The Spirit Of The Anointed
March 27, 2026
There is a quiet moment in the hills of Bethlehem where everything begins, though it does not look like a beginning at all. A young shepherd stands among his brothers, overlooked until the prophet calls him forward. Oil is poured over his head, slow and deliberate, marking him for something he cannot yet fully understand. The scent lingers in the air longer than the moment itself, and then, almost as quickly as it came, the ceremony ends. The prophet leaves. The family returns to what they were doing. And David, newly anointed, walks back into the fields.The sheep are still there. The same wind moves across the same hills. Nothing outward has changed, yet everything inward has been set in motion. The anointing was real, but the throne was not. Not yet.

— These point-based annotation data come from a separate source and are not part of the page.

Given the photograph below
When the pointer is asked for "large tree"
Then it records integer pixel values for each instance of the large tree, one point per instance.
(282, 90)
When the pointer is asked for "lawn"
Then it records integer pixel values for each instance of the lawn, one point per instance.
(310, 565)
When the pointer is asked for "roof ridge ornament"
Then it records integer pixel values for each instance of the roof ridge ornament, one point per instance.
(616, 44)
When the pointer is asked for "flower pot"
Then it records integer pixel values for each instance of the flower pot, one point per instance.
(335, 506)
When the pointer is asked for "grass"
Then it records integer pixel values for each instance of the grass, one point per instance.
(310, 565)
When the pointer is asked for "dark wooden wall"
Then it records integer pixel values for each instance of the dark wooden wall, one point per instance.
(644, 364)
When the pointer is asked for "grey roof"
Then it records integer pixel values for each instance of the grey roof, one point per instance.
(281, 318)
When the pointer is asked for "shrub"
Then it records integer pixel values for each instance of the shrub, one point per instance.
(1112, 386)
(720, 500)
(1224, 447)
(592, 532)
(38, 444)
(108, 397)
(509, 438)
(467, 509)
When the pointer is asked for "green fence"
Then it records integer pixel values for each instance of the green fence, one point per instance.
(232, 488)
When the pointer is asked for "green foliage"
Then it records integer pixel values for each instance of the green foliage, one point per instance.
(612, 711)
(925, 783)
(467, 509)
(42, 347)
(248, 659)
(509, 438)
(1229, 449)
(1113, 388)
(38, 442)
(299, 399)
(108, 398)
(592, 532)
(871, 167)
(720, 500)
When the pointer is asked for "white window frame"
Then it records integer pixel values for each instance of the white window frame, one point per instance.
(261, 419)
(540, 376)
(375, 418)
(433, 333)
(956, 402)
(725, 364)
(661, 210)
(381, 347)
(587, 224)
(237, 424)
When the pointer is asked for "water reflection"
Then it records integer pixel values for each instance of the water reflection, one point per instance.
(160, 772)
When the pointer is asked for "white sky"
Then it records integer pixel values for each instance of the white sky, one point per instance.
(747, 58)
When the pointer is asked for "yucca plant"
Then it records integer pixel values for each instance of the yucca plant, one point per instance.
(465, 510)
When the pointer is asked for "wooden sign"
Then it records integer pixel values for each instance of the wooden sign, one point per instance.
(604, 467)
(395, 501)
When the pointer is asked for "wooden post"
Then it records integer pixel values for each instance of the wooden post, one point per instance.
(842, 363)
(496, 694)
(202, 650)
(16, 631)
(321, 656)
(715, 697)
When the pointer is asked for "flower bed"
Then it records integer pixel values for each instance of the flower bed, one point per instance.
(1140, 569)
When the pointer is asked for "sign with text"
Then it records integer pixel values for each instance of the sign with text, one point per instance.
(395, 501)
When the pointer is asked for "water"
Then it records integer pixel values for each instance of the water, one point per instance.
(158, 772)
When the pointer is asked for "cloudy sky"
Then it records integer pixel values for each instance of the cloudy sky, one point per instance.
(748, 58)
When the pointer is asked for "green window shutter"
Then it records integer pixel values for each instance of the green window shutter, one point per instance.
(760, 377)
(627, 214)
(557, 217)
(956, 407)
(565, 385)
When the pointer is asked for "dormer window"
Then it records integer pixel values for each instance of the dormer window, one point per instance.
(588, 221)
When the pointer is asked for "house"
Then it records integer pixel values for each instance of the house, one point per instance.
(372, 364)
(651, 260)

And in that space—between what was spoken and what would one day be seen—the spirit of David begins to take shape.
It is a spirit that does not rush.
Scripture unfolds his story with a patience that mirrors the man himself. In the pages of 1 Samuel, the anointing is recorded, but so is the return to obscurity. In 1 Samuel and beyond, the victories come, but so does the pursuit. The songs are sung in his honor, yet the spears are thrown in his direction. The same king he is destined to replace becomes the one who hunts him through wilderness and cave. And David runs. Not as a man abandoned, but as a man being formed. There are nights in those caves where silence stretches long and questions echo louder than certainty. The promise of God does not disappear, but it does not hurry either. It waits, just as David waits. Not passively, but with a posture that reveals something deeper than ambition. There is a restraint in him that is not born from weakness, but from reverence.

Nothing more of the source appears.